A senior superannuation specialist has reminded SMSF members to ensure any salary sacrifice contributions they wish to allocate to their fund for this financial year are established well before 30 June.
Chartered Accountants Australia and New Zealand superannuation leader Tony Negline noted the key for salary sacrifice strategies to be successful is to make the contributions “well before tax time”.
“To make the most of [the] super and tax advantages [stemming from salary sacrifice arrangements] it’s important not to leave it too late,” Negline said.
“The ATO guidance is clear: you can’t go back in time and sacrifice wages you’ve already derived, but the good news is you still have a bit of time to play with before 30 June 2022.”
In the process of setting up salary sacrifice contributions, he warned SMSF members to always take the concessional contributions cap into consideration.

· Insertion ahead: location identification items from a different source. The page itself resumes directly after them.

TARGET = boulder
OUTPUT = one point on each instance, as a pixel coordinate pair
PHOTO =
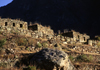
(50, 59)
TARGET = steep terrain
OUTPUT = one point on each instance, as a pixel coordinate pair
(80, 15)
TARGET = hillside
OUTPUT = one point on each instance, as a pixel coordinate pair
(80, 15)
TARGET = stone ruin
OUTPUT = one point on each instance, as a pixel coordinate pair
(38, 27)
(76, 36)
(50, 59)
(22, 28)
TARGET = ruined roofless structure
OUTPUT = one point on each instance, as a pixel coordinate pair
(77, 37)
(13, 24)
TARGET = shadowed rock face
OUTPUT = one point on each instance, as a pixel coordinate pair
(80, 15)
(50, 59)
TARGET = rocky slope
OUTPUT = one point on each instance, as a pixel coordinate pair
(79, 15)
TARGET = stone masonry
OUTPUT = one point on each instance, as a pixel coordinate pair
(21, 27)
(77, 37)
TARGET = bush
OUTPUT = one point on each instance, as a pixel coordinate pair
(71, 58)
(45, 44)
(82, 58)
(31, 67)
(39, 45)
(2, 42)
(21, 41)
(31, 41)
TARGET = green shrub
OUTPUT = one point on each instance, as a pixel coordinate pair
(2, 42)
(82, 58)
(31, 67)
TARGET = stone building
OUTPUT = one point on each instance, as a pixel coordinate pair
(38, 27)
(76, 36)
(13, 24)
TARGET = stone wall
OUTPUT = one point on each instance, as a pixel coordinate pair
(44, 29)
(13, 24)
(21, 27)
(77, 37)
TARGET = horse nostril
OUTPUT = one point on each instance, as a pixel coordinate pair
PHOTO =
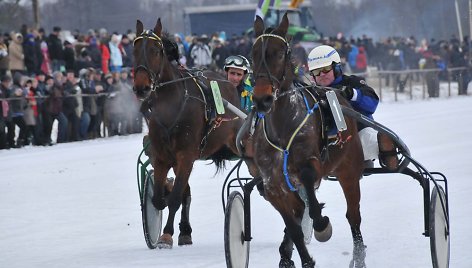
(267, 101)
(264, 103)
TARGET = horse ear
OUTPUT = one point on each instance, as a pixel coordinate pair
(283, 26)
(139, 27)
(258, 26)
(158, 27)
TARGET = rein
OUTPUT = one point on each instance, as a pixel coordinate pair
(265, 65)
(310, 111)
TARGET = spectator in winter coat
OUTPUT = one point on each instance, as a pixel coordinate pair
(16, 55)
(361, 61)
(201, 53)
(31, 55)
(127, 51)
(116, 58)
(5, 87)
(3, 57)
(54, 107)
(69, 56)
(17, 108)
(324, 64)
(55, 49)
(105, 52)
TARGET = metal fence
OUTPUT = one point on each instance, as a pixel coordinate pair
(412, 84)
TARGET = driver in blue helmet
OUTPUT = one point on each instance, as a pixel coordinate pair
(238, 71)
(324, 65)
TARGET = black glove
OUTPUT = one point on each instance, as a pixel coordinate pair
(347, 92)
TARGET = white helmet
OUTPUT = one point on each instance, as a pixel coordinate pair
(238, 62)
(322, 56)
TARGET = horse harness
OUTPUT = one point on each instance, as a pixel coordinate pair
(267, 74)
(213, 121)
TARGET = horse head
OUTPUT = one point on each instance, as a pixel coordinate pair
(271, 63)
(148, 58)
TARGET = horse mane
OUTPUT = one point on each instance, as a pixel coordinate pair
(272, 30)
(170, 47)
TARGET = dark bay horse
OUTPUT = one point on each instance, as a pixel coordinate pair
(181, 129)
(288, 143)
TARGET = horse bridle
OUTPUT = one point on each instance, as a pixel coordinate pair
(145, 36)
(267, 73)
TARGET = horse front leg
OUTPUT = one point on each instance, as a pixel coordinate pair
(291, 209)
(321, 225)
(182, 171)
(160, 180)
(351, 191)
(185, 236)
(286, 250)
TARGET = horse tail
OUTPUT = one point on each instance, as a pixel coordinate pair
(219, 158)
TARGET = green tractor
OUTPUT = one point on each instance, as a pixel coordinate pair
(300, 20)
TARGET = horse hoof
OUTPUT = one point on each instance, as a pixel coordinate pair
(310, 264)
(286, 263)
(185, 240)
(165, 241)
(324, 235)
(159, 203)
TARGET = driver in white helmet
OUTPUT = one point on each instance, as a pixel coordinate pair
(237, 70)
(324, 65)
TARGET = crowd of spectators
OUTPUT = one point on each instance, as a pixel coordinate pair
(83, 80)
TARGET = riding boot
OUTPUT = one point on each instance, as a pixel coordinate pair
(388, 157)
(286, 263)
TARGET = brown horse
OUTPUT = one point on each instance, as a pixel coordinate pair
(288, 144)
(181, 129)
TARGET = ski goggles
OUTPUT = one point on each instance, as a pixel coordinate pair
(325, 70)
(235, 61)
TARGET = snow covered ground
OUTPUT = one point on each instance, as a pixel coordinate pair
(77, 204)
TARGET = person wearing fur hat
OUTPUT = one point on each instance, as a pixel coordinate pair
(16, 55)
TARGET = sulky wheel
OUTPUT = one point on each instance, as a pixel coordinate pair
(152, 218)
(439, 229)
(236, 248)
(307, 222)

“Salary sacrifice contributions are concessional contributions. There is an annual cap on concessional super contributions, where a lower tax rate applies, which this financial year is $27,500,” he said.
“The cap is calculated considering both your employer and your personal super contributions claimed as a tax deduction.”
On a positive note, he advised SMSF members not to forget about the ability to carry any unused portion of their concessional cap for a five-year period if their total super balance is less than $500,000.
“The way this works is to look at whether you have any unused concessional contribution caps from a prior financial year. But amounts carried forward that have not been used after five years expire, so it is ‘use it or lose it’,” he noted.
Apart from salary sacrifice arrangements, he also highlighted another contributions avenue SMSF members should consider.
“The other way of boosting your super balance is to make a personal tax-deductible contribution from your after-tax wages or other spare cash you might have,” he said.